SANEAMENTO COMPARTICIPATIVO E INTELIGÊNCIA ARTIFICIAL: A DEMOCRATIZAÇÃO DA CONSTRUÇÃO DOS PRONUNCIAMENTOS JURISDICIONAIS POTENCIALIZADA PELA TECNOLOGIA
DOI:
https://doi.org/10.70982/rejef.v1i7.120Keywords:
saneamento, contraditório, comparticipação, inteligência artificial, legitimidade democráticaAbstract
O presente artigo analisa, com base no método dedutivo, lastreado por revisão bibliográfica e análise documental, o saneamento procedimental, investigando sua potencialidade como mecanismo de superação, pelos influxos teóricos da lógica da processualidade democrática, do modelo puramente adversarial e solipsista de delimitação do mérito processual, que ainda impera na prática, mesmo depois de 10 anos da reconfiguração do sistema processual pela Lei n° 13.105, de 16 de março de 2015. A pesquisa se desenvolve com base na compreensão do processo como instituição jurídica constitucionalizada garantidora da legitimidade democrática na criação, fiscalização, aplicação, alteração e extinção de direitos. No campo procedimental, se baseia nas diretrizes teóricas do modelo comparticipativo, fundado na concretização do princípio do contraditório substancial, ou dinâmico, demonstrando-se que o saneamento é, por essência, compartilhado, comparticipativo. A partir dessa delimitação teórica, propõe-se a utilização da inteligência artificial como mecanismo potencializador da participação dialógica dos sujeitos processuais na construção e delimitação do mérito processual, viabilizando a concretização do paradigma democrático que fundamenta a Constituição da República Federativa do Brasil de 1988 e se irradia para o Código de Processo Civil de 2015 por meio dos seus princípios estruturantes.
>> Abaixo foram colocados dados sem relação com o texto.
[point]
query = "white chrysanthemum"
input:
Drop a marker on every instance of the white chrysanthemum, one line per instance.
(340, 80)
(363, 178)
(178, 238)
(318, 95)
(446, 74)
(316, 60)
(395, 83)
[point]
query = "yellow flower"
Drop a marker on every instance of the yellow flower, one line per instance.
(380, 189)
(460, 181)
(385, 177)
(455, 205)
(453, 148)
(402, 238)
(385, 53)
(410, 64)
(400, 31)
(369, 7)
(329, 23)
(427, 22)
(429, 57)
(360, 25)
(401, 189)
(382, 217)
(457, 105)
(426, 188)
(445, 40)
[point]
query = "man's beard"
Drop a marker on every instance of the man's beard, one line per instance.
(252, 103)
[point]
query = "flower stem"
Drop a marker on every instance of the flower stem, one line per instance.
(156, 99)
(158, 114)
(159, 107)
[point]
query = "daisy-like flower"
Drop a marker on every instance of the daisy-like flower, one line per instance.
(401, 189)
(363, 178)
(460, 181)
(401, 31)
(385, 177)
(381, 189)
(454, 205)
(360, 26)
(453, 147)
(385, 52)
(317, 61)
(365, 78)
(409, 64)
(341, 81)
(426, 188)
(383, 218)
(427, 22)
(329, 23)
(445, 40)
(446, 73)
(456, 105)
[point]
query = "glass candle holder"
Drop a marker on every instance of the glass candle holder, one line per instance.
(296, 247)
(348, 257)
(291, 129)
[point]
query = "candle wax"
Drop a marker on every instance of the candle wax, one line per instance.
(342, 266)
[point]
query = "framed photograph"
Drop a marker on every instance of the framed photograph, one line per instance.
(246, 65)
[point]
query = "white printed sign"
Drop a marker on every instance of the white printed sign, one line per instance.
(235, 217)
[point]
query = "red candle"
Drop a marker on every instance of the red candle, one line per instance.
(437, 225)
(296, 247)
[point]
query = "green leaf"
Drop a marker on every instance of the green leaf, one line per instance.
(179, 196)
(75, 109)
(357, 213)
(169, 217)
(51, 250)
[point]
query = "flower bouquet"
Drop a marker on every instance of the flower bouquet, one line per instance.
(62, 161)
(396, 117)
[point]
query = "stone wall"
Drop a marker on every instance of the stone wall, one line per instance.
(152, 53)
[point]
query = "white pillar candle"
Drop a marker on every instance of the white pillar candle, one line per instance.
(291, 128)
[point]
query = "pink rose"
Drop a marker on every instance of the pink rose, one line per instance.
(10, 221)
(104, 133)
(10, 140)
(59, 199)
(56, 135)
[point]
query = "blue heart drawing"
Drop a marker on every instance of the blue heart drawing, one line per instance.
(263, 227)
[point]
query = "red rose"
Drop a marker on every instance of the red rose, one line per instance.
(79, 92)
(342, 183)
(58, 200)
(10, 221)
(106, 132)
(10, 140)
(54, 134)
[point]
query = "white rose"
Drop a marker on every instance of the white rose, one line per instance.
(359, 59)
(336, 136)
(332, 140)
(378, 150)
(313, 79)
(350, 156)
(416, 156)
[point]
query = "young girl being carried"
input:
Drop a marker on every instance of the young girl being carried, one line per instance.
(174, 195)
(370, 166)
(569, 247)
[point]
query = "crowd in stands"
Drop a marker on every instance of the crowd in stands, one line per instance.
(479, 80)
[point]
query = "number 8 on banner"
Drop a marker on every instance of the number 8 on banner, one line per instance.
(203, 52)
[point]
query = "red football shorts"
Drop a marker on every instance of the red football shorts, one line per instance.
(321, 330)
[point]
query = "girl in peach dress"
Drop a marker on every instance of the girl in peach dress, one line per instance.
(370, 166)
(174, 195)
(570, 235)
Apresenta-se uma proposta de método prático para a implementação do saneamento comparticipativo com o auxílio da inteligência artificial generativa, preservando-se as garantias processuais fundamentais e potencializando-se a participação efetiva de todos os sujeitos processuais, em um ambiente procedimental que privilegia o
policentrismo processual. Com isso, confirma-se a hipótese central de que a concretização do saneamento procedimental comparticipativo apoiado pela inteligência artificial amplia a previsibilidade e legitimidade democrática da formação e delimitação do mérito e, consequentemente, dos pronunciamentos jurisdicionais.